Stalemate Looms in Obama’s Mideast Peace Effort

Settlement freeze was the key word when President Barack Obama initially began his effort at an Israeli-Palestinian peace process; but now the re-launch of that effort is falling apart faster than you can say those words. While Secretary of State Hillary Clinton struggles to convince Arab foreign ministers, the Israelis and Palestinians are engaged in a verbal war accusing each other of stalling the peace process. At the heart of the controversy is Israeli Prime Minister Benjamin Netanyahu’s offer to restrain settlement activity, an offer which the Obama administration is now trying to push on the Arab states. This however has tarnished the credibility of the administration, as they had previously cited the 2002 Road Map for Peace and demanded that Israel stop all construction in East Jerusalem and the West Bank.

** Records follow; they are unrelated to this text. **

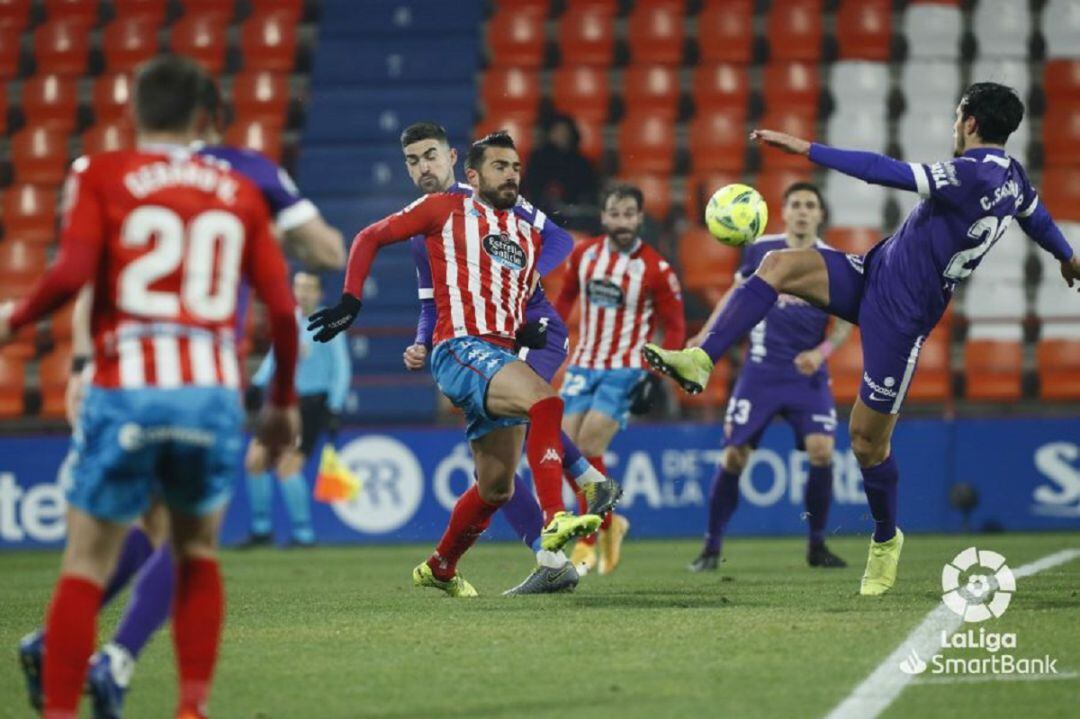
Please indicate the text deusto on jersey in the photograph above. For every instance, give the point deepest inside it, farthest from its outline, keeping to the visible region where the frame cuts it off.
(160, 175)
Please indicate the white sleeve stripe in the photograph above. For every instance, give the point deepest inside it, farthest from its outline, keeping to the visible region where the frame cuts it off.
(295, 215)
(921, 181)
(1030, 208)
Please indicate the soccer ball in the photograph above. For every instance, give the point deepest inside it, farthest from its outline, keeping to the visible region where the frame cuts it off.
(737, 215)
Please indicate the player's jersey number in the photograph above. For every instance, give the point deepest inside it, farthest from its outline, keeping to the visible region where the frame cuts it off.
(212, 238)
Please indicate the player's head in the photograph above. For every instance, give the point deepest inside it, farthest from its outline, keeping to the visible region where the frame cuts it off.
(308, 290)
(494, 168)
(987, 114)
(167, 96)
(429, 157)
(622, 212)
(804, 211)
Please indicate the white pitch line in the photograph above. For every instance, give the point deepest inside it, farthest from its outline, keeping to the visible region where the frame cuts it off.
(874, 695)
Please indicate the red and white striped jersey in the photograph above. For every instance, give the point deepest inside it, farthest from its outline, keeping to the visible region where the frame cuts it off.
(482, 262)
(170, 233)
(622, 296)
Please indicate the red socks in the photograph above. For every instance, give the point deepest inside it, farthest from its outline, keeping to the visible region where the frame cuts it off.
(70, 633)
(471, 516)
(543, 446)
(198, 611)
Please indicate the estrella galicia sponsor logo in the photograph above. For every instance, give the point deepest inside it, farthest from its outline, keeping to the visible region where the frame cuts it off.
(504, 252)
(605, 293)
(391, 480)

In the absence of a settlement freeze, Palestinian Authority President Mahmoud Abbas has refused to negotiate with the Israeli Prime Minister and Netanyahu in turn has pointed out that Abbas never mentioned a settlement freeze in talks with former Prime Minister Ehud Olmert, which took place last year. The impasse puts the Obama administration in an awkward position and only serves to highlight the decline of influence the U.S. has over the Arab states and mainstream Palestinian moderates. Considering the gulf between the expectations and demands of the two opposing sides, any resumption of talks may only be purely symbolic. The situation was, perhaps, summed up succinctly by Arab League secretary Amr Moussa, “I still wait until we have our meetings and decide what we are going to do, but failure is in the atmosphere all over.”